In neighboring Massachusetts, top House Democrats aren’t taking any chances.
Baker and Senate President Karen Spilka, a Democrat, are adamant that the state can afford its $3.5 billion economic development bill — including handing $1 billion to taxpayers through one-time rebates and tax-code reforms — while also fulfilling its obligations should the state trigger the 1986 law that would require Beacon Hill to return even more money to people’s pockets.

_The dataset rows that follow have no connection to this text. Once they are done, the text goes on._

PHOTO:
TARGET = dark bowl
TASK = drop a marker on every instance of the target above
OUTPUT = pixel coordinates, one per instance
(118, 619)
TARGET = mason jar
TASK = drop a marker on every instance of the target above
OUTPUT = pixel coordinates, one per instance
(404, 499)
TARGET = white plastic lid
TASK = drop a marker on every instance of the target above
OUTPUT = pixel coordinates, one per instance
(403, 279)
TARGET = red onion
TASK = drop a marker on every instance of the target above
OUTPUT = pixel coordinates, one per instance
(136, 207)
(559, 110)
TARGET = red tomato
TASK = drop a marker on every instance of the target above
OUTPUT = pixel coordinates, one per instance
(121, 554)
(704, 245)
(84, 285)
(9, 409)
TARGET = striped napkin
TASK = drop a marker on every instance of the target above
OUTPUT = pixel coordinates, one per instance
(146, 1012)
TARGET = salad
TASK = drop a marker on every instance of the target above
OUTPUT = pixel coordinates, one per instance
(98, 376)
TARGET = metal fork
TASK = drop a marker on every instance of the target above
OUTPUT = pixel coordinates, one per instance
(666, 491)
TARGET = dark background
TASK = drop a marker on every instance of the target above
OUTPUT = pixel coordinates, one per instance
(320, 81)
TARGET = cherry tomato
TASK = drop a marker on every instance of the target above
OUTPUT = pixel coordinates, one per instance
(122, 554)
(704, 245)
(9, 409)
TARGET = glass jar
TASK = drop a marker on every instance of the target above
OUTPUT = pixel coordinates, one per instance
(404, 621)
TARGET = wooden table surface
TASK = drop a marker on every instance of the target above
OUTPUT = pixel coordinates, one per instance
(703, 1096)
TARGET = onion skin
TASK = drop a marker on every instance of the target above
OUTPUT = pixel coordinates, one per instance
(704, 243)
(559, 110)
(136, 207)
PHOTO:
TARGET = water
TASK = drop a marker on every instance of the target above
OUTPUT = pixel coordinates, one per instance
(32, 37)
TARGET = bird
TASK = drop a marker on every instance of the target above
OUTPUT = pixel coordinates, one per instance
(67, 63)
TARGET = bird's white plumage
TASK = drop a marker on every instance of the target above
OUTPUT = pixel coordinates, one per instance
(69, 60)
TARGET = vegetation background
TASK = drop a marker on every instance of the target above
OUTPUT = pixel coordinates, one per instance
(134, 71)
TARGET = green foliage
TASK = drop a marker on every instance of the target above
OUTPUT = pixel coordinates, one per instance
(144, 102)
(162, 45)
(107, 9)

But Mariano, the House speaker, insists it would be fiscally imprudent for Massachusetts to pass a $3-billion-plus spending package while also having to send nearly $3 billion back to taxpayers. Lawmakers, however, won’t find out if they’ve hit the tax cap until state revenues are certified in September.
“If we continue to have robust revenues, then we can go ahead and fill all the needs that have been identified,” Mariano said earlier this month at the state house. “But if the economy slows down, which it could, and we don’t get the revenues that we have been getting, we may be wise to hold back on some of these things.”
Joe Spector contributed reporting from New York. Lara Korte contributed reporting from California.